Power Control in Cognitive Radio Networks Using Cooperative Modulation and Coding Classification

In this paper, a centralized Power Control (PC)
scheme aided by interference channel gain learning is proposed
to allow a Cognitive Radio (CR) network to access the frequency
band of a Primary User (PU) operating based on an Adaptive
Coding and Modulation (ACM) protocol. The main idea is the
CR network to constantly probe the band of the PU with
intelligently designed aggregated interference and sense whether
the Modulation and Coding scheme (MCS) of the PU changes in
order to learn the interference channel gains. The coordinated
probing is engineered by the Cognitive Base Station (CBS),
which assigns appropriate CR power levels in a binary search
way.
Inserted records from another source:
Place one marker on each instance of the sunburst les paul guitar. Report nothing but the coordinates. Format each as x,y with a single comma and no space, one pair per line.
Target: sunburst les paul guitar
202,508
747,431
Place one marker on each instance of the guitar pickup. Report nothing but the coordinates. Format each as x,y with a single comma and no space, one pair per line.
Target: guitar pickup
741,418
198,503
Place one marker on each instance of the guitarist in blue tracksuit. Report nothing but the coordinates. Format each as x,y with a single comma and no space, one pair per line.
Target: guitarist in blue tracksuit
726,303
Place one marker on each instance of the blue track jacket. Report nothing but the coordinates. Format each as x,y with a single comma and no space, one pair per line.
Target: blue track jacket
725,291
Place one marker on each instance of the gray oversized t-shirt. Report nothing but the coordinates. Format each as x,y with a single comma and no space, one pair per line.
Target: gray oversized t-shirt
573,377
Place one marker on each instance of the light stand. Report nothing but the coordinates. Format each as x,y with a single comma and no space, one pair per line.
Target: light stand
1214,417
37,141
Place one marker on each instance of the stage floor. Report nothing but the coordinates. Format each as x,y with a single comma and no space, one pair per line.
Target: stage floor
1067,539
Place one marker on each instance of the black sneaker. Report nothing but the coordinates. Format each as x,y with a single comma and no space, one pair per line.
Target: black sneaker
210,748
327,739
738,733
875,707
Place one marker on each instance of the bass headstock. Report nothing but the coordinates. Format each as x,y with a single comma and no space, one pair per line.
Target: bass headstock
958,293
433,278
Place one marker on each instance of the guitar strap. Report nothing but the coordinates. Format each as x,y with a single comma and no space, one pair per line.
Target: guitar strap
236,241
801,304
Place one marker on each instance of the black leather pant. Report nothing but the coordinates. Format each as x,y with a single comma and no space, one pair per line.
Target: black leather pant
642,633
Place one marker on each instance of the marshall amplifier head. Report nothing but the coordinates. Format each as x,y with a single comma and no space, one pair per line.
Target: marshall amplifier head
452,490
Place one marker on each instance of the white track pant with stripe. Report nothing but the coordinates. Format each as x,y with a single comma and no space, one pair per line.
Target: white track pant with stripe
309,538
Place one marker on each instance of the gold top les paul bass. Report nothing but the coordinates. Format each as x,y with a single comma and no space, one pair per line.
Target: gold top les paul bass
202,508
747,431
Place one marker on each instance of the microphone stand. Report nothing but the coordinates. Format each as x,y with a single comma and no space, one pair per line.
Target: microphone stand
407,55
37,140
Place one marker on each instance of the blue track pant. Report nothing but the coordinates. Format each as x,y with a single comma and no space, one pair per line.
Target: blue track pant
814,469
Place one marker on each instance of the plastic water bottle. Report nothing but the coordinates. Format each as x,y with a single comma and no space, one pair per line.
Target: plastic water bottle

Subsequently, each CR applies a Modulation and Coding
Classification (MCC) technique and sends the sensing information
through a control channel to the CBS, where all the MCC
information is combined using a fusion rule to acquire an MCS
estimate of higher accuracy and monitor the probing impact to
the PU MCS. After learning the normalized interference channel
gains towards the PU, the CBS selects the CR power levels to
maximize total CR network throughput while preserving the
PU MCS and thus its QoS. The effectiveness of the proposed
technique is demonstrated through numerical simulations.